Sunshine
State,
de John Sayles
Sunshine
State, EUA, 2001
Há muito tempo que duas questões parecem rodear os filmes
de John Sayles: a posição e as liberdades do homem médio
americano cada vez mais ameaçado pelas grandes corporações
e o que fazer com uma história que apesar de ser curta (e portanto
recente) está condenada a uma tentativa frustrada de se esquecer,
já que não se sabe bem como chegar a um acordo com ela.
Sunshine State é um filme painel sobre a Flórida,
como A Estrela Solitária era sobre a fronteira EUA/México
e Limbo era sobre o Alaska. São todos parte de um mesmo
projeto de pensar os Estados Unidos contemporâneo.
É fácil
apontar defeitos no filme, existem mesmo vários. Ele é longo
demais (seus 140 minutos podiam ser reduzidos em uns 30 facilmente), existem
pelo menos dois personagens grandes que nada acrescentam, pelo menos outros
dois interessantíssimos que nunca são desenvolvidos, há
um grupo de jogadores de golfe que funciona como um coro grego comentando
a ação (e explicitando o discurso do diretor) francamente
canhestro, excesso de cenas reiterativas, entre outros. Todos eles podiam
ser ligados ao mesmo problema: Sayles é um excelente contador de
histórias quando escreve sob encomenda para os outros, mas nos
seus próprios filmes nunca resolveu bem a tensão entre a
tradição narrativa que herdou e uma tendência para
o ensaio que o seu cinema possui. Daí, que se por um lado ele é
um excelente criador de personagens, nem sempre consiga tirar as idéias
que deveriam conduzir seus filmes da abstração, o que acaba
levando filmes com grande potencial (Homens Armados, Fora da
Jogada) a resultarem de pouco interesse, enquanto mesmo os seus melhores
trabalhos (Matewan, A Estrela Solitária) tendem a
uma irritante irregularidade.
È um inegável
mérito do cineasta que, se reconhecemos todos os defeitos de Sunshine
State, quando os créditos sobem tendemos a perdoá-los.
O primeiro mérito de Sayles é saber utilizar o filme-painel.
Se o formato desde Short Cuts (salvo raras exceções)

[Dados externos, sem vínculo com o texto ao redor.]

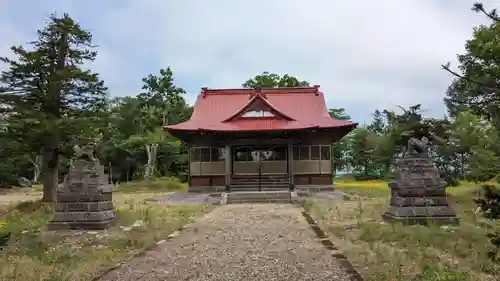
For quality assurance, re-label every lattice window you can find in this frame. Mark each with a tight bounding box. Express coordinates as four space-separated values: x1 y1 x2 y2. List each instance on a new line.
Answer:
241 110 275 117
240 98 276 118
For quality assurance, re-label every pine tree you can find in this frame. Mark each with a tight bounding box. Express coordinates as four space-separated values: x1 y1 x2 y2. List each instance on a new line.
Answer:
0 13 108 202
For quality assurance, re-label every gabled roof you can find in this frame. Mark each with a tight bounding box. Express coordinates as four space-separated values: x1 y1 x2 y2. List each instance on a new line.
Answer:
222 92 295 122
164 86 358 133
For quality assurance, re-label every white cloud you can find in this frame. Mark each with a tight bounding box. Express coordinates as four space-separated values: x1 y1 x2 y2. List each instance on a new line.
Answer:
99 0 491 119
0 23 28 72
1 0 495 122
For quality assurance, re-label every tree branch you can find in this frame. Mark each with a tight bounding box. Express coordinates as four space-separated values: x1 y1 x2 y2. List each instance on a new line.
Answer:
445 96 493 107
442 63 500 93
472 3 500 23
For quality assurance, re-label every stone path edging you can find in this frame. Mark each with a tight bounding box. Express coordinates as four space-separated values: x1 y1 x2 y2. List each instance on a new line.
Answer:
301 211 365 281
90 213 212 281
92 201 364 280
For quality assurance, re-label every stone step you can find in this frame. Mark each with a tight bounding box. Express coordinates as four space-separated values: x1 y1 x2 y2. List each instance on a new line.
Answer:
227 191 291 195
227 198 291 204
231 179 289 183
230 185 289 188
225 191 291 204
230 182 290 187
230 185 290 190
230 187 289 192
231 176 289 179
231 180 288 183
230 177 289 181
227 190 290 196
231 174 288 178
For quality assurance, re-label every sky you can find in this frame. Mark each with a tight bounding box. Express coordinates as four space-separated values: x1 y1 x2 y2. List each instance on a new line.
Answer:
0 0 495 124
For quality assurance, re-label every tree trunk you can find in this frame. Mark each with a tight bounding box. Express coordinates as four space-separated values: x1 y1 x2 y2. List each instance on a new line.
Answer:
144 144 159 179
460 152 465 180
30 155 42 184
40 30 68 202
41 150 58 202
145 144 151 178
108 162 112 184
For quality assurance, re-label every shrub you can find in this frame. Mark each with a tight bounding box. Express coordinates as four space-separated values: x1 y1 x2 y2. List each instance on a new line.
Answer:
177 172 188 183
495 173 500 183
475 184 500 220
353 173 381 181
475 184 500 262
443 175 460 187
0 221 10 247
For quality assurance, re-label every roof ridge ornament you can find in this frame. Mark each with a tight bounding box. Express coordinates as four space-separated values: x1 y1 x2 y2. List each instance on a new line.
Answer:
249 87 267 99
313 85 320 96
223 91 294 122
201 87 208 98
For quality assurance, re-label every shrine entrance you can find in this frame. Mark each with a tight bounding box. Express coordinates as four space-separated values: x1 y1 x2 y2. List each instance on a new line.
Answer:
229 145 290 191
232 145 288 176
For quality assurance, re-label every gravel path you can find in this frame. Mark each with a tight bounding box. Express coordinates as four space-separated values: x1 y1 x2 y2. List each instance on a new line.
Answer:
156 192 220 205
99 204 352 281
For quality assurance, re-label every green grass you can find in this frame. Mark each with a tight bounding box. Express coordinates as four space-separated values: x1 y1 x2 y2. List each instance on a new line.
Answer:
305 180 500 281
29 176 188 193
113 176 188 193
0 178 209 281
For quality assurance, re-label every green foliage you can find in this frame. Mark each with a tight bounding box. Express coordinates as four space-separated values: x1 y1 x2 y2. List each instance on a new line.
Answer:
0 13 108 201
0 194 211 281
442 176 460 187
444 3 500 129
328 108 350 121
475 184 500 261
305 184 499 280
349 127 377 176
328 108 351 172
475 185 500 220
495 174 500 183
137 67 192 128
443 3 500 262
242 71 310 88
0 13 108 146
0 5 499 266
413 265 471 281
486 232 500 262
467 147 500 182
115 177 187 193
0 15 193 187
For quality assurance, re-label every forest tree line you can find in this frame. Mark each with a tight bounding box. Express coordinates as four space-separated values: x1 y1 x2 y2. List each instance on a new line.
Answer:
0 4 500 202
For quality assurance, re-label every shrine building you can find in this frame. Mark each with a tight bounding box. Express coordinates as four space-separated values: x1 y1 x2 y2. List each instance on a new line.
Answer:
163 86 357 193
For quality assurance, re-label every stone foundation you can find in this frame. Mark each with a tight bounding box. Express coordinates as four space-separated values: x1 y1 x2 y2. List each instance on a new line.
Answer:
47 159 116 230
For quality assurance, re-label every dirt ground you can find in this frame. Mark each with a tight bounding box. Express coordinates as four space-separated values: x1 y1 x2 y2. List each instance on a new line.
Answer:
0 190 41 209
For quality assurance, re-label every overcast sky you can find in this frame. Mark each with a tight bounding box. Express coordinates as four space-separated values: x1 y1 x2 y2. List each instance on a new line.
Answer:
0 0 495 124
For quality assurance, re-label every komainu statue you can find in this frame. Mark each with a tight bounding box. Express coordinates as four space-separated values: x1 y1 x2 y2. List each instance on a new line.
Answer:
382 126 459 226
48 131 115 230
72 132 103 162
399 126 445 156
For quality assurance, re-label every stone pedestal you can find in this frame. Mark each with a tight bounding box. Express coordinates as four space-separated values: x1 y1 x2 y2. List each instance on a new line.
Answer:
47 159 116 230
382 152 459 226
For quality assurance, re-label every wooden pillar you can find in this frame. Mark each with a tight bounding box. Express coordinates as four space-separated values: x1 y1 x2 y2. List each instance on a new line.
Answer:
288 141 294 190
225 144 231 190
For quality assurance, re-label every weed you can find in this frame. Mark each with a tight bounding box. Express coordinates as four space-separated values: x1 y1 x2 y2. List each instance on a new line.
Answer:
0 179 213 281
305 181 500 281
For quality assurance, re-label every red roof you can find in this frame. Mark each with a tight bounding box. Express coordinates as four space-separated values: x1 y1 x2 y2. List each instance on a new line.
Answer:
164 86 357 132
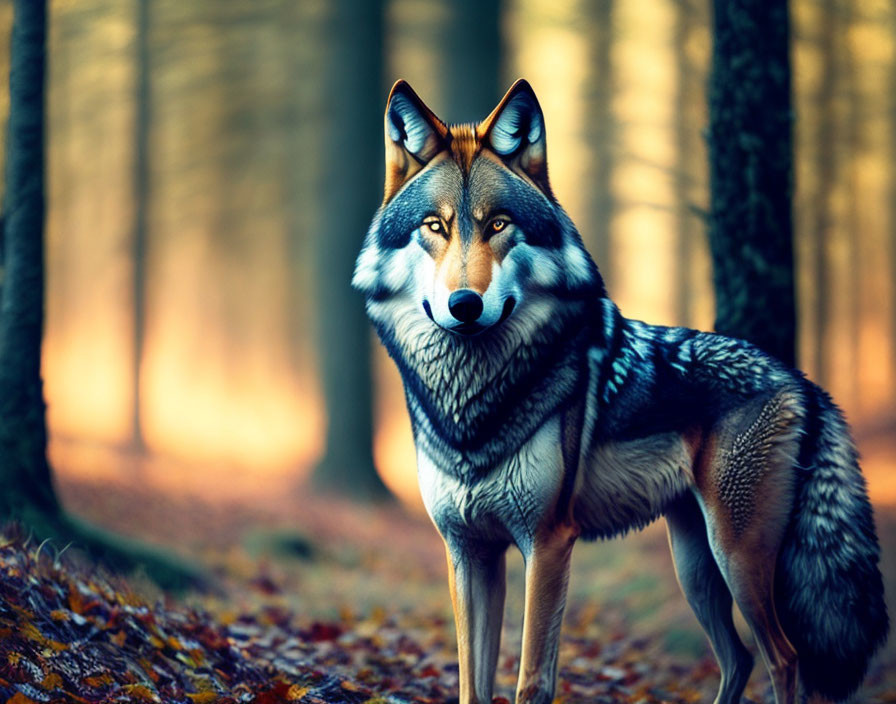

virou um desgastado maneirismo de cinema independente, aqui ele funciona
muito bem com os personagens apresentando comentários por vezes
complementares, noutros opostos, sem que o filme trate nenhum deles como
verdades absolutas (daí o coro dos jogadores de golfe parecer tão
grotesco). Num determinado momento, por exemplo, ouvimos um monólogo
impressionante de um velho negro sobre os movimentos de direitos civis
que, reduzindo-o grosseiramente, diz algo como "sim, nós não
temos mais segregação, mas antes o homem negro era dono
do seu próprio negócio, agora ele só trabalha atrás
do balcão". O filme não trata o monólogo como
a única visão possível sobre o assunto, mas reconhece
que existe alguma verdade ali. Concorde-se ou não com Sayles, ele
faz algumas observações bastante consistentes sobre como
as grandes empresas e a direita americana fizeram uso dos movimentos sociais
e ambientais.
Uma adaptação
de Enquanto Agonizo esta sendo preparada por um grupo de teatro
amador, e pode-se dizer que existe algo de faulkneriano nas pretensões
(nem sempre bem sucedidas) de Sayles. O seu olhar para as observações
das relações raciais poucas vezes esteve tão afiado.
A ilha onde a ação se passa tem duas comunidades, uma predominantemente
branca, outra um antigo balneário para negros de classe média
que sobreviveu quase intacto ao tempo. Ambos estão sendo assediados
por grandes grupos que querem transformar a ilha num grande balneário
turístico e Sayles, sem chamar muita atenção, vai
mostrando as diferentes formas com que elas são traçadas.
O cemitério
negro acabou no meio de um campo de golfe (a prefeitura vendeu a área
envolta dele), enquanto a comunidade branca comemora seu mito fundador
inventado por razões exclusivamente turísticas, a semana
dos corsários, mas ninguém se importa. Nenhuma palavra é
gasta com a verdadeira história, mas o espectador dificilmente
deixará de especular que ela passa pelo cemitério cercado
pelo campo de golfe. Sayles às vezes apresenta estas idéias
com um simbolismo pesado demais (como o velho cego que não consegue
aceitar a morte dos filhos), outras vezes consegue equilibrá-los
bem. Mesmo quando suas idéias perdem consistência (ou sofrem
com a mão pesada) a habilidade do diretor em construir uma galeria
de personagens bastante interessantes seguram o filme.